Of course, I favor the creationist point of view. A cursory examination of just one’s own human body must convince one that there is a creator. The whole process of birth, starting from conception to the emergence of a complete human being in only nine months, is to me a miracle, which is performed millions of times a day all over the world. Just consider the different body fluids we all have: blood, sweat, tears, saliva, digestive juices, insulin, urine — all produced in just the right amounts at the proper times, each with its own distinctive purpose. How could any of this be the result of accident?
But all of these obvious manifestations of creationism that surround us have not stopped educators and judges from objecting to the teaching of Intelligent Design in the public schools. Why? Because it infers the existence of God. If creationism is the means whereby reality came into being, then God does exist. Yet, you would think that the most famous 19th-century advocate of evolution would be on the side of today’s atheist educators. But such is not the case.

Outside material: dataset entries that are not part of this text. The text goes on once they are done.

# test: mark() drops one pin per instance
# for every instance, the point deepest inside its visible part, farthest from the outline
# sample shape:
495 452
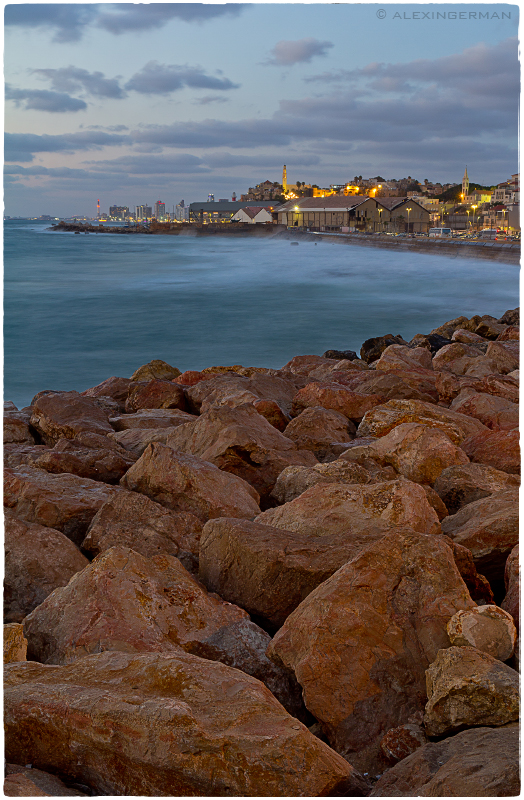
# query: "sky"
134 103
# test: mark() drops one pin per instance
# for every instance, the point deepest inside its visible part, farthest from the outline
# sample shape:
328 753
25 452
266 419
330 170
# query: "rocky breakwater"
256 582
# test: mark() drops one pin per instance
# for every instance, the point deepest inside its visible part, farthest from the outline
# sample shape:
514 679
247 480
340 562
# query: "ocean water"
79 309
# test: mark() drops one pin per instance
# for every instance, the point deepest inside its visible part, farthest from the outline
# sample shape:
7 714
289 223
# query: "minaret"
465 184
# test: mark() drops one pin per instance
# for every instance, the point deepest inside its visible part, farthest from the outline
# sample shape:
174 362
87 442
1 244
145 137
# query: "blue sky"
136 103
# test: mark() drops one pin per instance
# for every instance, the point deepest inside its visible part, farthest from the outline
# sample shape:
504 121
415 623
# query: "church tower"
465 184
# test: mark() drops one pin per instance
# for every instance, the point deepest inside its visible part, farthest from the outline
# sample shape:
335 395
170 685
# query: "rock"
240 441
185 483
41 783
293 481
482 762
64 502
317 428
156 394
334 397
175 724
133 520
268 571
148 418
360 642
328 508
489 528
419 452
156 369
511 602
488 628
271 411
373 348
37 561
63 415
398 743
380 421
468 688
116 388
15 644
498 449
494 412
16 427
464 483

Thomas H. Huxley (1825-1895) — famous as a biologist and Darwinist — preferred to send his own children to a decidedly Christian school than a purely secular one for a very good parental reason. He wrote:
My belief is, that no human being, and no society composed of human beings, ever did, or ever will, come to much, unless their conduct was governed and guided by the love of some ethical idea.... And if I were compelled to choose for one of my own children, between a school in which real religious instruction is given, and one without it, I should prefer the former, even though the child might have to take a good deal of theology with it.

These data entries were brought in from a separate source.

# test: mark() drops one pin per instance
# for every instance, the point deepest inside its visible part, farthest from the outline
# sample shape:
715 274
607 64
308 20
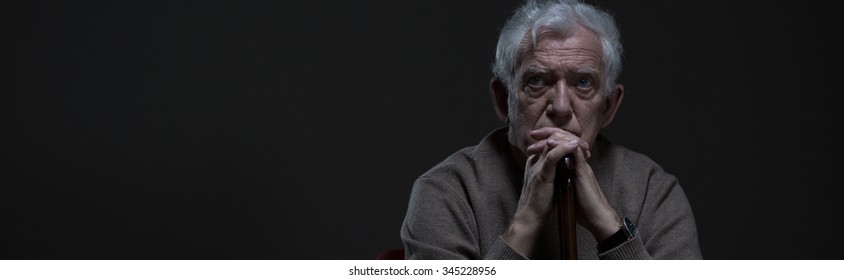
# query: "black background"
294 130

Huxley advocated Bible reading in the schools on moral grounds, because he could not see how children could be taught to hate evil and do good without the ethical teaching of the Bible. At the time he wrote the above in the Contemporary Review in December 1870, Parliament was debating the issue of Bible reading in the schools, which parents strongly wanted. Huxley wrote: "I do not see what reason there is for opposing that wish." He wrote further:
On the whole then, I am in favor of reading the Bible, with such grammatical, geographical, and historical explanations by a lay teacher as may be needful, with rigid exclusion of any further theological teaching than that contained in the Bible itself.
Huxley cherished his own childhood memories of Bible reading:
Some of the pleasantest recollections of my childhood are connected with the voluntary study of an ancient Bible, which belonged to my grandmother.... What come vividly back on my mind are remembrances of my delight in the histories of Joseph and David; and of my keen appreciation of the chivalrous kindness of Abraham in his dealings with Lot.... And I see, as in a cloud, pictures of the grand phantasmagoria of the Book of Revelation. I enumerate, as they issue, the childish impressions which come crowding out of the pigeon-holes in my brain, in which they have lain almost undisturbed for 40 years. I prize them as an evidence that a child of five or six years old, left to his own devices, may be deeply interested in the Bible, and draw sound moral sustenance from it.
That, of course, is the crux of the problem with our secular public schools. They provide no moral sustenance for children in desperate need of it. The schools teach moral relativism and values clarification, which means that each child has to come up with his or her own moral system, a task which has baffled some of the world's greatest atheist philosophers.
Huxley also recognized the literary and historical benefits derived from Bible reading:
And then consider the great historical fact that, for three centuries, this book has been woven into the life of all that is best and noblest in English history.
Cannot that also be said of America, the fact that the Bible has been woven into our history since the days of the Pilgrims and Puritan settlers in New England? They brought that Bible with them to the New World so that they could build a Christian civilization in the North American wilderness. It also led early Americans to become the most literate people on the planet. Huxley wrote:
[The Bible] is written in the noblest and purest English, and abounds in exquisite beauties of mere literary form; and, finally, it forbids the veriest hind who never left his village to be ignorant of the existence of other countries and other civilizations, and of a great past, stretching back to the farthest limits of the oldest nations in the world.
And so, our public schools deprive our children not only of moral sustenance, but of knowledge of the ancient world and ancient civilizations, great biblical heroes, and the greatest literary treasure in the English language. How can any child read the 23rd Psalm and not know that God is speaking to him or her?
When I was a child in P.S. 62 in New York City back in the 1930s, our principal read the 23rd Psalm at every weekly assembly. That reading made a strong impression on me, and I remembered those words keenly as I served in the U.S. Army in World War II. It was all the moral sustenance, all the moral protection I needed. And I came back from that war unscathed.
Imagine an America in which every child has a Bible and can study it in school! Do you think we'd have the moral chaos among teens we have today? That ought to be the great task of Christian missionaries today: to put a Bible in the hands of every child in America. Some won't read it. But many others will.